I’m on the fence about whether to categorize this book as adult or young adult. The protagonist, Fitz, is a 6-year-old when we first meet him. By story’s end, he is in his mid teens. So, by the standard of “how old is the main character?” it would be young adult, but its vocabulary targets an older audience, so in that sense it reads like an adult book.

When we first meet Fitz, he has very little memory of who he is. In fact, he doesn’t even have a name that he can recall. Nothing beyond “Boy.” An old man presumed to be his grandfather is surrendering him to the care of the royal family. Fitz, you see, is the bastard of the crown prince.

Fitz falls in the care of the stable master, Burrich, after the crown prince abdicates his claim to the throne and abandons them both. We soon discover Fitz has a mental ability to bond with animals—an ability called Wit—which Burrich despises and is afraid of.

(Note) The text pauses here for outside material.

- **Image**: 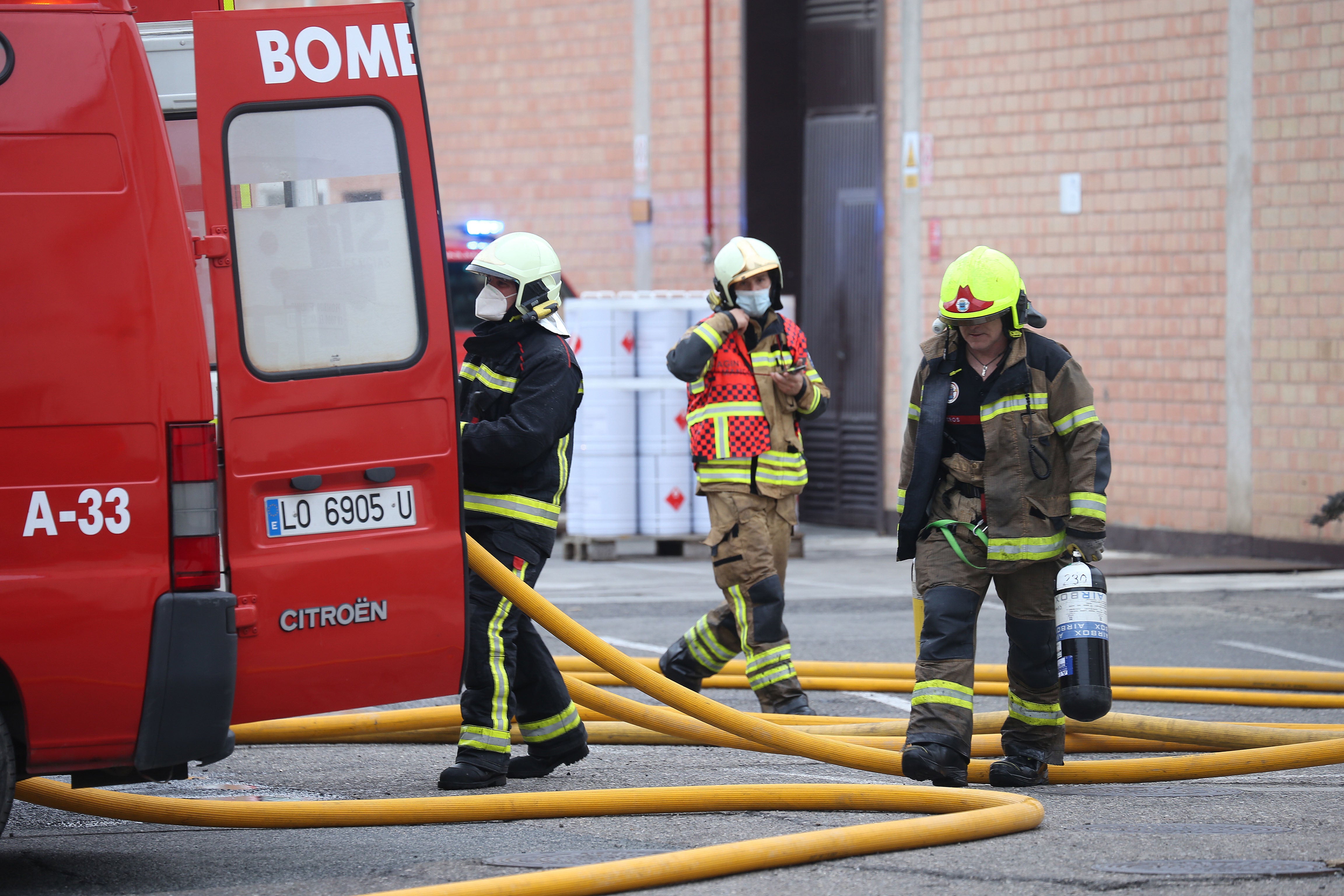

As we follow Fitz’s life, he leaves Burrich’s care and relocates to the palace at the behest of his grandfather, the King. The King has decided the best way to deal with Fitz is to prevent him from becoming a threat to the throne by using him as a royal assassin. Divulging more of the plot would be bordering on spoiler territory, so I won’t. Suffice it to say, that this is a somewhat lengthy (464 pages in this version) introduction to a fantasy world.

For people who like action-packed fantasy, this isn’t going to fit the bill. Hobb takes her time developing young Fitz—his sense of isolation and abandonment, his search for belonging, his desire to prove himself worthy of being more than an illegitimate child—and I can see where this slow pace might turn off some readers. It’s a very character-driven story, and one that will most appeal to readers who have shared Fitz’s feelings of not quite fitting in anywhere.

For me, it was very relatable, and I found Fitz’s coming of age to be compelling. Hobb proved her writing chops to me when—knowing this was the first in a series and that Fitz was most likely to continue as protagonist—I still felt a sense of dread and worry that he wouldn’t survive a crucial point of the book. I was thinking this was going to be a solid 4-star read all the way until the end of the final chapter, which left me teary-eyed, and caused me to elevate the writing to 5 stars, and Robin Hobb to the ranks of my favorite authors.